# 国家監視の歴史と法制度
## 定義
国家監視の歴史と法制度とは、通信傍受(wiretapping)の技術・法・組織的統制が、電信の時代から現代のインターネット・スマートフォン時代まで、対象追加の限界費用を下げる方向へ一貫して発展してきた過程を指す。中世の郵便独占・電信の国有化に始まり、米国では1928年のOlmstead判決(通信内容の物理的侵入がなければ傍受は合憲)から1967年のKatz判決(憲法修正第4条は場所ではなく人を保護する)への転換、1978年のFISA(外国諜報監視法)制定、1994年のCALEA(法執行機関のための通信支援法。全通信事業者にネットワークの傍受可能化を義務付け)、そして2001年のPatriot Actによる令状不要の一括収集の拡大という順序で法制度が積み上がってきた。この過程で一貫しているのは、通話ごとの労務費(per-call labour cost)としての傍受コストが、一括の資本支出(one-off capital cost)へと移行し続けている点である——CALEA導入前の1993年に米国警察がwiretapに費やした額は年間5170万ドルにすぎなかったが、CALEA導入後の投資額は5億ドルを超えた。この資本投資の性質は、対象を1件追加する限界費用をゼロに近づけ、政策担当者に監視インフラへの先行投資を続けるインセンティブを与える。(Source: [[@2020__Wiley__Security Engineering 3e - Chapter 26 Surveillance or Privacy?]] §26.2.1, §26.2.6)

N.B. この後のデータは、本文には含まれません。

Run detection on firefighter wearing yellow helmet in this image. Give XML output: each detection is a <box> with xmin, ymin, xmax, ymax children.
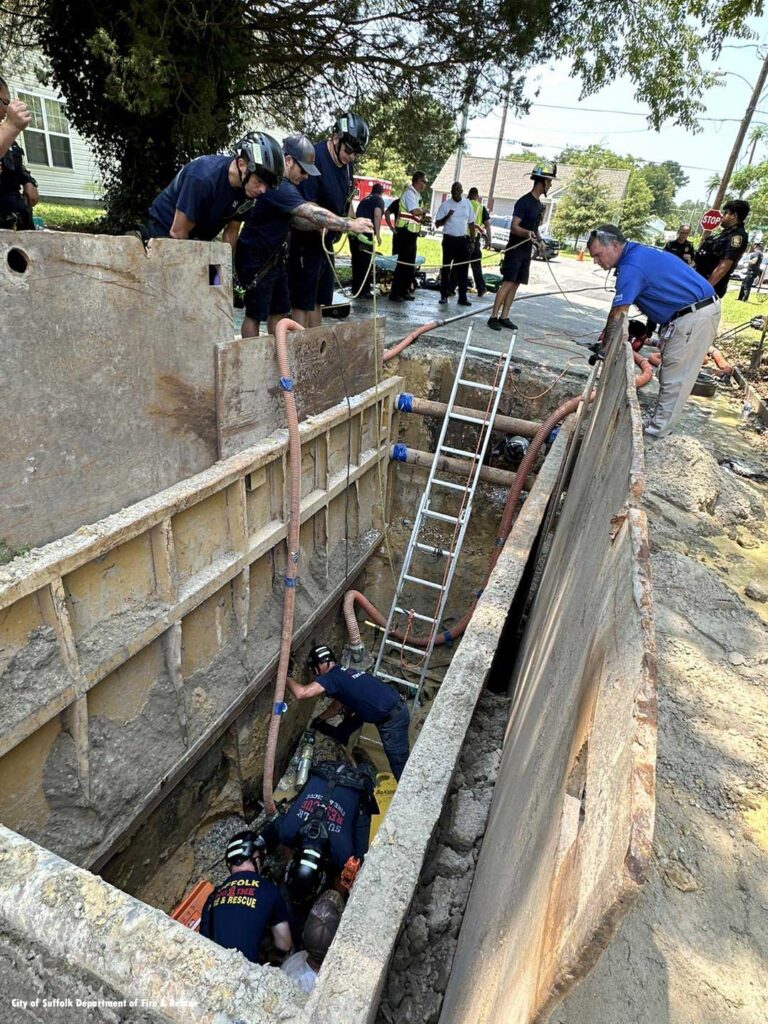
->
<box><xmin>488</xmin><ymin>163</ymin><xmax>557</xmax><ymax>331</ymax></box>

通話データ記録(CDR)の一括収集は、通信内容そのものの傍受よりも歴史的に情報収集の中心であり続けてきた。1970年代のドイツにおけるBaader-Meinhofグループの隠れ家捜索(公共料金の不規則な支払いパターンから逆算)がこの種の複数データソース照合の初期の代表例であり、2001年9/11以降は米国NSAが「国内で行われたすべての通話のデータベースを作る」構想を掲げ、2013年のSnowden暴露でその全貌(Boundless Informantによる可視化、30日間で30億件の通話記録)が明らかになった。捜査手法としてのコンタクトチェイニング(スノーボールサーチ)は、テロ容疑者本人と通信した相手、さらにその相手の相手までを対象に広げる標準的な「深さ2」の探索だけで数万人の間接的関係者を生み、2017年には5億件超のCDRがこの方式で自動的に精査された。(Source: [[@2020__Wiley__Security Engineering 3e - Chapter 26 Surveillance or Privacy?]] §26.2.2, §26.2.4)
Five Eyes(米・英・加・豪・NZ)は1946年のBRUSA協定に始まり、暗号機器・ノウハウの拡散防止という共通目標のもとで発展した「システムの体系(system of systems)」を運用する。他の情報機関(中国・ロシア等)も経済スパイ活動を行うが、Five Eyes以外のどの国もこの体系全体を構築していないという点が、著者が指摘する構造的な違いである。NSAは攻撃(offence)と防御(defence)の両方を担う組織であり、発見したゼロデイ脆弱性をベンダーに報告して防御に回すか、自国の攻撃能力のために秘匿するかという「等価性問題(equities issue)」に恒常的に直面する——オバマ政権のNSAレビューグループは原則としてベンダーへの報告を勧告したが、NSAはBullrun(年間予算1億ドル)のもとで脆弱性の備蓄を継続し、Heartbleedバグを独立発見・修正される2年前から悪用していたことが2014年に報じられた。輸出規制(export control)は、暗号・イオンビームワークステーションのような「デュアルユース」技術の国際的な流通を制限する枠組みとして、Crypto War期の技術政策の延長線上に位置づけられる。(Source: [[@2020__Wiley__Security Engineering 3e - Chapter 26 Surveillance or Privacy?]] §26.2.6, §26.2.8)
## 横断的知見
- **第2章が描く技術的な「システムの体系」と、本章が描く法的・歴史的な蓄積は、Five Eyesの権力集中を異なる層から補強する**: [[権力集中リスク]]が集約する第2章(§2.2.1.12)は、Five Eyes諸国が固定費を先に払い切ることで対象追加の限界費用をゼロに近づける経済構造を報告した。本章は、この同じ経済構造(通話ごとの労務費から一括の資本支出への移行)を、CALEA前後の米国警察の投資額の変化という別の一次資料で裏付けるとともに、この経済構造を支える法的な土台(FISA、CALEA、Patriot Act、2015年のFreedom Act)が半世紀以上かけて段階的に積み上がってきた過程を描く。技術インフラの経済性(第2章)と、それを許容・規律する法制度の歴史(本章)は、同じ権力集中現象の異なる断面である。(Source: [[@2020__Wiley__Security Engineering 3e - Chapter 26 Surveillance or Privacy?]] §26.2.1, §26.2.6, [[@2020__Wiley__Security Engineering 3e - Chapter 2 Who Is the Opponent?]] §2.2.1.12)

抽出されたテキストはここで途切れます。